Gelibolu Melevihanesi or How the Murray's Crashed Mohammad's Birthday Celebartion

I saw this poster last Saturday - for an event at Gelibolu Melevihanesi on Sunday.


We've wanted a peak into this unique building since we discovered it.  

So we went - and of course got it wrong!

A Melevihanesi lodge is the worship location for Sufi followers. We visited the birthplace of this mystic religion in Konya and watched a ceremony where the dervishes meditate or/pray by turning or whirling. Here's a link to some of what you might expect to see at a dervish ceremony. (We respected the request not to take photos or video of the ceremony when we visited the Melevihanesi at Cappadocia, so this is someone else's video.)

We knew immediately upon entering the building that something else was going.  There were chairs in the centre of the building where the dervishes would usually meditate. We were greeted by a man who gave us each a rolled up piece of coloured paper with a small candy attached. The papers each had a different verse from the Koran written in Turkish. We could smell food cooking.We sat as near the back as possible. The band came in eventually and played a single song and then an older man with a white beard came in and sat down behind a table at the front.

There was no introductions but a man  began to pass a microphone among people in the crowd who asked questions of the white-bearded man. The crowd of mostly women and children, listened without reacting - no visible signs of agreement, or disapproval and no applause.. My Turkish is just good enough to understand words and some phrases. I listened hard, especially when one of the questions concerned jihad, but I came away none the wiser. Even after the Q&A started there was a continuous ebb and flow of people through the doors, so we didn't make a spectacle of ourselves when we left after an hour.

From our translation of the poster before we went, we knew that it was a birthday celebration, but not for whom. Rumi, the founder's birthday, is in September.  After the fact we learned that it was a celebration of Mohammad's birthday. On the upside we did get a peak inside.

Saturday, February 28, 2015

February 2015

For a short month we were really busy.  Sam is still playing basketball twice each week.  His physical condition has really improved and he's giving his teammates and trainers lots of opportunities to practice their English.

I'm still teaching English a couple of evenings a week.  Work is slow for Cam, so he comes along most nights and provides another voice in the classroom.  Nicole volunteers once each week in their pre-school room during English hour.  She also had an opportunity to teach English to a grade four class and a grade 7 class this month.  

Water, water everywhere.

Demolition complete.

Big news this month is the rebuilding of our retaining wall.

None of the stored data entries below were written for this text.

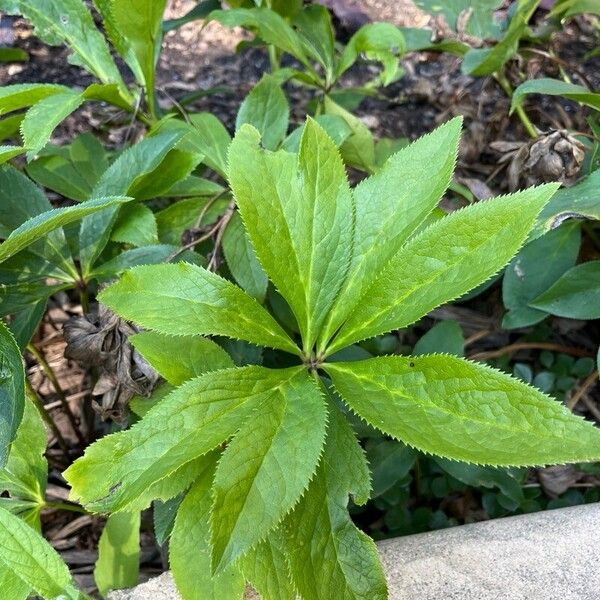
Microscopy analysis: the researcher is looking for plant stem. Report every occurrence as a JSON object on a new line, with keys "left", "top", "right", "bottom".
{"left": 25, "top": 380, "right": 70, "bottom": 459}
{"left": 44, "top": 501, "right": 89, "bottom": 515}
{"left": 268, "top": 45, "right": 280, "bottom": 73}
{"left": 27, "top": 343, "right": 85, "bottom": 444}
{"left": 494, "top": 72, "right": 538, "bottom": 139}
{"left": 78, "top": 282, "right": 90, "bottom": 315}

They aren't finished yet, but the crew is making good progress. (see below)  All the cement for this project is being hand mixed on the ground in the lane and transported by wheel barrow.  All the rock is "recycled" from the old wall.  

There is a lot of work going on in our lane.  The neighbours two doors down are getting new sidewalk tiles and the neighbours on the other side of them are getting a new roof.  Both work crews arrive randomly and leave piles of debris.  

The roofers also appear to have acquired our watering hose (and broken) our hose reel.

February 24, Johanna flew back to Canada to go to work.  She filled her own big suitcase. I gave her my big suitcase and she could have easily filled another one.  We stayed overnight with her in Istanbul. I took her to the airport at 6 a.m. for her 8:10 a.m. flight.  

Istanbul traffic is legendary.  One reason is the huge number of transport trucks moving goods in and out of Europe.  The license plate from this truck says it's registered in Iran, you can see the yellow plate written in Arabic on the trailer door.  Sadly the license plate is less visible.

On the way home from Istanbul, we stopped at the Florya Mall so we could get some bacon from the Macro Centre.  This little grocery store sells all the regular Turkish products, side by side with grocery products from home we don't see in our local Kipa (grocery).  Among other things we got some Cheerios, a bottle of HP, a container each of mint jelly, and horseradish and two packages of bacon. The prices are about what you'd expect for "imported" groceries.  We all enjoy Turkish food, but it's nice to have flavours which remind us of home.

We have a cast iron Dutch oven at home.  Cam has been "YouTube learning" so he can use it when we go camping this summer.  When we found one for sale at The Macro Centre, we couldn't resist.